The following certificate was at the top of the certificate chain sent by the remote host, but it is signed by an unknown certificate authority
|-Subject : C=GB/ST=Greater Manchester/L=Salford/O=COMODO CA Limited/CN=COMODO Domain Validation Legacy Server CA 2
|-Issuer : C=US/ST=UT/L=Salt Lake City/O=The USERTRUST Network/OU=http://www.usertrust.com/CN=UTN - DATACorp SGC

The first one (subject) is the cloudflared. I have no idea where the second line (issuer) comes from. Does Cloudflare purchase theSSL from them? If so, I think they’re not listed in trusted certificate providers anymore. Can anyone here help to understand what’s going on with this?

Thanks,
Had / Vortx


#2

You’ve got 49 domains, so I’m not sure which one is being discussed here. You may want to open a ticket directly with support.


#3

Yeah, I feel pretty dumb asking this, but can you get me a link to where I would open that ticket?

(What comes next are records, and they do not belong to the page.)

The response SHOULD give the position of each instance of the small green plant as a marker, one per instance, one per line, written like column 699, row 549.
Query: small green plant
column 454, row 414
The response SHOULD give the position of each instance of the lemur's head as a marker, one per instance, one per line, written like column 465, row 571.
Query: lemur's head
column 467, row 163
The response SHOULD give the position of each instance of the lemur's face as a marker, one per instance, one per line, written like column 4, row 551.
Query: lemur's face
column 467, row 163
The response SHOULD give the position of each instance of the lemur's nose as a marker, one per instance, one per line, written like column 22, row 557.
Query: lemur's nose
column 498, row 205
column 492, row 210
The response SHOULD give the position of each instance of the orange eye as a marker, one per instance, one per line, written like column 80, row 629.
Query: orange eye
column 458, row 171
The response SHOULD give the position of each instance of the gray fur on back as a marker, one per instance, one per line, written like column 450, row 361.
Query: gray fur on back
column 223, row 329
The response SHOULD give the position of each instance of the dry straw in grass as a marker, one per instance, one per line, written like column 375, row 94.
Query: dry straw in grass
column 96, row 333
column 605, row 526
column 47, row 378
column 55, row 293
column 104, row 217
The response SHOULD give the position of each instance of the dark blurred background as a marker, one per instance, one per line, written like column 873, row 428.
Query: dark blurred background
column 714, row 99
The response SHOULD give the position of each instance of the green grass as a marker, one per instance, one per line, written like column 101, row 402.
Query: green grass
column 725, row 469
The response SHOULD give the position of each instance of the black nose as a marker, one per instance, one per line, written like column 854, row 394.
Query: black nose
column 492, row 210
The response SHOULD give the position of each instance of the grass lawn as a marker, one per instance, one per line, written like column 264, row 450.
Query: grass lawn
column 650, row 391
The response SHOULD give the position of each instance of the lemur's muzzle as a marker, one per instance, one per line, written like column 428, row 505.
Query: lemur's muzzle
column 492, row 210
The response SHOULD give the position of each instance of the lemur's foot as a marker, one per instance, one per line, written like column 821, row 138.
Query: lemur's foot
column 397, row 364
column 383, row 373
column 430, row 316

I can’t find where to do that. :< Thank yoU!


#4

https://support.cloudflare.com/hc/en-us/requests


#5

No problem it can be hard to fine. I don’t think we do it intentionally… but it is linked to the KB so you have to go through there first.


#6

This topic was automatically closed after 14 days. New replies are no longer allowed.